The Yardbirds is a British rock band from London, England. From the 1960s, he was formed in May 1963. Anthony "Top" Topham, Eric Clapton, Jeff Beck and Jimmy Page succeed each other on the guitar within the group; in 1966, Beck and Page play simultaneously. Eric Clapton then joins John Mayall then co-founds the Cream supergroup, Jeff Beck pursues a solo career, while at their dissolution in 1968, resuming a Yardbirds engagement contract for Scandinavian concerts, Jimmy Page founded Led Zeppelin.
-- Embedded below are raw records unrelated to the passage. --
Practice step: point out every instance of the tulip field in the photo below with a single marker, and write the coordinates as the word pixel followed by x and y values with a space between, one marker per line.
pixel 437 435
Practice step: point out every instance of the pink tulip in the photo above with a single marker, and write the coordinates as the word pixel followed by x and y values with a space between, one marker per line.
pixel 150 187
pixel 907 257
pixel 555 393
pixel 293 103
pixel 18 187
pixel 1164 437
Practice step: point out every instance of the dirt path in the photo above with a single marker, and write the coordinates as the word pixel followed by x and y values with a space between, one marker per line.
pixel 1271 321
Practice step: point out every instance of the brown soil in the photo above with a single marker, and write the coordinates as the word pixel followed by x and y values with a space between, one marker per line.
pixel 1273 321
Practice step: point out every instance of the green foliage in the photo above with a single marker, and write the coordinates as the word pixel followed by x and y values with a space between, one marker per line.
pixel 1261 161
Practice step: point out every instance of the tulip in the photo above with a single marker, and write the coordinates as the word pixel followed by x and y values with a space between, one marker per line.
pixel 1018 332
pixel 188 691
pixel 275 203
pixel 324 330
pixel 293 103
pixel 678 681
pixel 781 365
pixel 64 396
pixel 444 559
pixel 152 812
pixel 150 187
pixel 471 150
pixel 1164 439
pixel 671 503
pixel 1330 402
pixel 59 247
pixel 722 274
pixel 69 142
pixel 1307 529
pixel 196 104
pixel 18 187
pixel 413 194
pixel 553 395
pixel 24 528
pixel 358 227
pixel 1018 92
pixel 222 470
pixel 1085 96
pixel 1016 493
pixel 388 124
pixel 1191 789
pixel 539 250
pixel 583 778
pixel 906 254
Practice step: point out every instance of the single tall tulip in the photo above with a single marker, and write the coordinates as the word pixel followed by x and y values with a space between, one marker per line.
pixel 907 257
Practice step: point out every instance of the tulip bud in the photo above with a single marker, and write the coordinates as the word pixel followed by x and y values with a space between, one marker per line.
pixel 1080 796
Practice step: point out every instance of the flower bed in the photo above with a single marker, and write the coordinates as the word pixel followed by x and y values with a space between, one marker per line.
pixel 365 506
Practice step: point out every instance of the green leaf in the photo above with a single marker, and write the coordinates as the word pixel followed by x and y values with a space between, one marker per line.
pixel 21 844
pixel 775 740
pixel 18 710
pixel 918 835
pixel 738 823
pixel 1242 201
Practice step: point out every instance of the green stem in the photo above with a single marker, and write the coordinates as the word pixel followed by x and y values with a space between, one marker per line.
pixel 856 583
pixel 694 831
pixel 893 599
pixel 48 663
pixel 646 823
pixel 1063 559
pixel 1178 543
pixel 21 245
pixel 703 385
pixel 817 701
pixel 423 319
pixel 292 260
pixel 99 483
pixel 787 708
The group was inducted at the Rock and Roll Hall of Fame in 1992>. They reach the 89> place of the list of "100 best bands of all time" established by Rolling Stone, and the 37> place of the 100 best hard rock bands for VH1 >>>
In 1963, a very young guitarist, Anthony "Top" Topham and his high school friend, harmonica and singer Keith Relf, visit Railway Hotel in Norbiton. The programmed music is traditional jazz and the establishment allows beginner musicians to play during the holidays. It was a time when young British people like Topham invented a typically British version of American urban blues, known as rhythm and blues in the style many other British bands associated with the British Blues Boom such as The Rolling Stones or The Animals. There they meet drummer Jim McCarty, rhythm guitarist Chris Dreja, bassist Paul Samwell-Smith and decide to form a band they call the Yardbirds. Two weeks later, they give their first concert.
Their heroes are the Rolling Stones, touring with Bo Diddley, the Yardbirds play at the Crawdaddy Club in Richmond. Two months after their formation, Giorgio Gomelsky offers them a residence in this club and becomes their manager. As the Yardbirds become professional, Topham has to face the disapproval of his parents when he expresses his desire to give up his art studies and they confiscate his guitar. His replacement is another student at this school, Eric Clapton.